Kent, tiyatrodan hamama,
kiliseden tapınaklara ve okullara sahip oldukça büyük bir alanda
konumlanmıştır. MS 396 yılında ise tamamen surlarla çevrilmiş ve bu surların
küçük bir kısmı günümüze kadar ulaşmıştır.
Hierapolis Tiyatrosu
Gördüğün en en en güzel antik
tiyatro diyebilirim. Bir anda geçmişe götürüyor sizi, kendinizi çok eski
zamanlarda bu tiyatroda geziyormuşsunuz gibi hissediyorsunuz. Nasıl yapılabilir
bu kadar güzel bir tiyatro diye hayranlıkla dakikalarca izledik..

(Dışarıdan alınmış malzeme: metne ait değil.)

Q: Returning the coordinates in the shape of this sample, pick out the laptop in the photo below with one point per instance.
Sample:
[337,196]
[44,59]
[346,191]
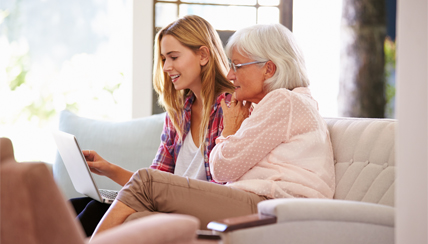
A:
[78,169]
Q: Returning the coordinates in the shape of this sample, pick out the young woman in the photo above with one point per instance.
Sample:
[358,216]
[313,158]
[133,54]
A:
[282,150]
[190,70]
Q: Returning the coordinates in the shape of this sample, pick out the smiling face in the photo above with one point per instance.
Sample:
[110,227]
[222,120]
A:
[182,64]
[248,79]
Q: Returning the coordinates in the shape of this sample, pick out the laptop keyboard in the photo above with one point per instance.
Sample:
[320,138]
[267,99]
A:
[109,194]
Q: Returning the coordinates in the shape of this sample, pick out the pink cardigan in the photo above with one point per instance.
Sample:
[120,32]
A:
[282,150]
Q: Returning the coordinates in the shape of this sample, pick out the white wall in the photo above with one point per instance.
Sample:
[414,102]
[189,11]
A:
[412,113]
[142,58]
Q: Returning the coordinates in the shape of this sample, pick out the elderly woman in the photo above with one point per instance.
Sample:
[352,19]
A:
[282,150]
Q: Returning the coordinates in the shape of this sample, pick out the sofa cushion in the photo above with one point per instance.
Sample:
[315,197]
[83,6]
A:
[132,144]
[364,153]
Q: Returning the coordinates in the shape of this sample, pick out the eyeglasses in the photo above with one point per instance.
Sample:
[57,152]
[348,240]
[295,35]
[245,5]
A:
[233,66]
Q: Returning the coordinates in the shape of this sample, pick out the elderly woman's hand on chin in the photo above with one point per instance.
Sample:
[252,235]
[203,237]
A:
[234,115]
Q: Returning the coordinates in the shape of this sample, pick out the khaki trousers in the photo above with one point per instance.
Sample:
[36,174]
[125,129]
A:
[152,191]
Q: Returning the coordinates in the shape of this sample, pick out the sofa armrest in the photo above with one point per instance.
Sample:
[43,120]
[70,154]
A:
[327,210]
[300,209]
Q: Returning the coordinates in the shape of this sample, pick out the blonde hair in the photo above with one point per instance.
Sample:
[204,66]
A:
[276,43]
[193,32]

Bu mükemmel tiyatro, Septimus
Severus zamanında MS 3.yüzyılda inşa edilmiş. Geç Roma dönemine kadar da
kullanılmış. Akustiği ile de oldukça önemli olan bu tiyatroda, Apollon ve
Artemis’e adanmış bezeli korniş bulunmaktadır. Sahnenin etrafında bulunan
heykeller de tiyatronun zenginliğini ortaya çıkarmış. Zaman zaman burada
konserler, tiyatrolar düzenlenmiş ancak biz gittiğimizde bakım çalışmaları
vardı bu nedenle yarısına kadar gezebilmiş ancak uzaktan da olsa izleyerek bu
güzelliği yaşayabilmiştik…
Firontinus Caddesi
Kentin ana caddesi olan bu cadde,
sizlerin de hemen dikkatini çekecektir. 14 metre genişliğe sahip olan bu
caddede kanalizasyonun olması en önemli özelliklerinden biridir.
Agora
Deprem sonrasında yeniden
yapılandırılsa da daha öncesine ait
birçok eser bulunmuş kazılar sırasında.. En geniş agoralardan biri olmasının
yanı sıra pişirme odaları ve fırınlar ile de dikkat çekiyor.
Kuzey Bizans Kapısı
Şehrin kuzey girişine yapılmış
olan kapı, güney kapısının simetriğidir. Üzerinde korkutma amaçlı yapılan
birçok hayvan figürü bulunmaktadır.
Latrina
Sütunlarının güzelliği ile dikkat
çekiyor yapı… Temiz su kanalı ve pis su kanalıyla beraber bir kanalizasyon inşa
edilmiş. Şu anda çok net görülmese de bu kanalizasyon, kenarlarındaki taşlara
oturarak tuvalet olarak kullanıldığını anlayabilirsiniz. Pis su bir taraftan
akarken, temizlik için kullanılan temiz su diğer taraftan akmaktadır. Tabi
tuvalet olarak kullanılan bu kısımda herhangi bir paravan veya kapalı alan
bulunmamaktadır J
Ion Sütun Başlıklı Ev
2.yüzyılda inşa edilmiş,
aristokrat bir aileye ait olduğu düşünülmektedir. Yıllar içinde birçok
değişikliğe uğramış. Bizans dönemi öncesinde İncil’in bir bölümü duvara
yazılmış. Bu yazıt büyük önem taşımaktadır. Deprem sonucunda yıkılmıştır.
Apollon Kutsal Alanı
Güneş tanrısı ve güzel sanatları
temsil eden Apollon’a adanmıştır bu alan… Deprem nedeniyle yıkılmış, maalesef
ayakta bir-iki sütun kalmış. Türkiye’de bulunan birçok Apollon Tapınağı’ndan
bir tanesi ancak tarihe tanıklık etmek için en iyilerinden biri…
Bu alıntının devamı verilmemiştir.